On Night and the Music, Hersch joins forces with bassist Drew Gress and drummer Nasheet Waits, using the richly interactive and expressive piano trio format (as powerfully developed by Bill Evans and taken further by Keith Jarrett) to form a latticework of images and musical ideas that is both highly listenable and relentlessly probing. The tracks include several originals, some American Songbook standards, and two Thelonious Monk compositions. The three musicians function as a tight, integrated unit sustaining stylistic integrity and steadiness of purpose such that the total impression is that of a unified exploration of the possibilities inherent in a series of tri-alogues about a few key ideas initiated by Hersch at the keyboard.

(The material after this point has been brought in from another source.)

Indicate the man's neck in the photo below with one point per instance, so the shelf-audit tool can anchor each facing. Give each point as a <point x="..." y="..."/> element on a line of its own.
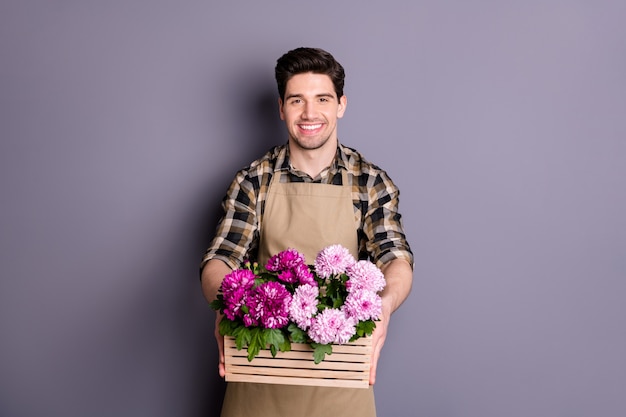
<point x="312" y="161"/>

The thematics of the album are more implied than stated, encouraging and allowing the listener to bring in his or her own understanding. The overriding motif is the dialogue between personal human experience and the cosmos, a dualistic mythos of Enlightenment philosophy that was a recurrent preoccupation of none other than Beethoven. Thus, for example, an original called "Galaxies is combined with the standard "You and the Night and the Music. Monk's "Boo Boo's Birthday is a personal testament, while his "Misterioso haunts us with a reach towards something beyond the human, something cosmic. "Change Partners contrasts with "Gravity's Pull.

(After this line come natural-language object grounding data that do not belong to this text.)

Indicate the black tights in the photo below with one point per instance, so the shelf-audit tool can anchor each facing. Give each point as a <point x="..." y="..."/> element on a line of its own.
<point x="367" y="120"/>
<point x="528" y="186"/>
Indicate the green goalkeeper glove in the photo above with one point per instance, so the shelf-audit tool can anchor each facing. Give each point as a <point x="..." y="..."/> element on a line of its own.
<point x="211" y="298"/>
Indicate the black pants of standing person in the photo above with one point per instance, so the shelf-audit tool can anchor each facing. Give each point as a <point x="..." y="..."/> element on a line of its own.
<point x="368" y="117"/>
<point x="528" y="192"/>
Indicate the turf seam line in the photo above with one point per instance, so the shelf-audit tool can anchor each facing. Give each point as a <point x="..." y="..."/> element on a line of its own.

And so on, in an alternating exploration of possibilities inherent in the "starry nights of both Van Gogh and the astronomers. There are also some echoes of the late Beethoven in the complex counterpoint that emerges among Hersch, Gress, and Waits as they brood together on the vicissitudes of Fate and what it all might mean.
This CD is conservative in its layout of what could be a coherent nightclub set rather than a juxtaposition of discordant variation that is characteristic of some of Hersch's other recordings. A comparison with the groundbreaking Bill Evans trio's At the Village Vanguard (Riverside, 1961) is inevitable. Both are non-stop introspective explorations (coincidentally the title of one of Evans' best albums). However, Evans was undeniably a romantic, while Hersch is anything but sentimental.
On this CD, the music is presented as a series of puzzles and conundrums examined with Zen-like detachment or perhaps, in another regard, the mathematical precision of J.S. Bach. One is indeed moved, but not so much by the depth of feeling as by the imposing architecture of the musical development itself.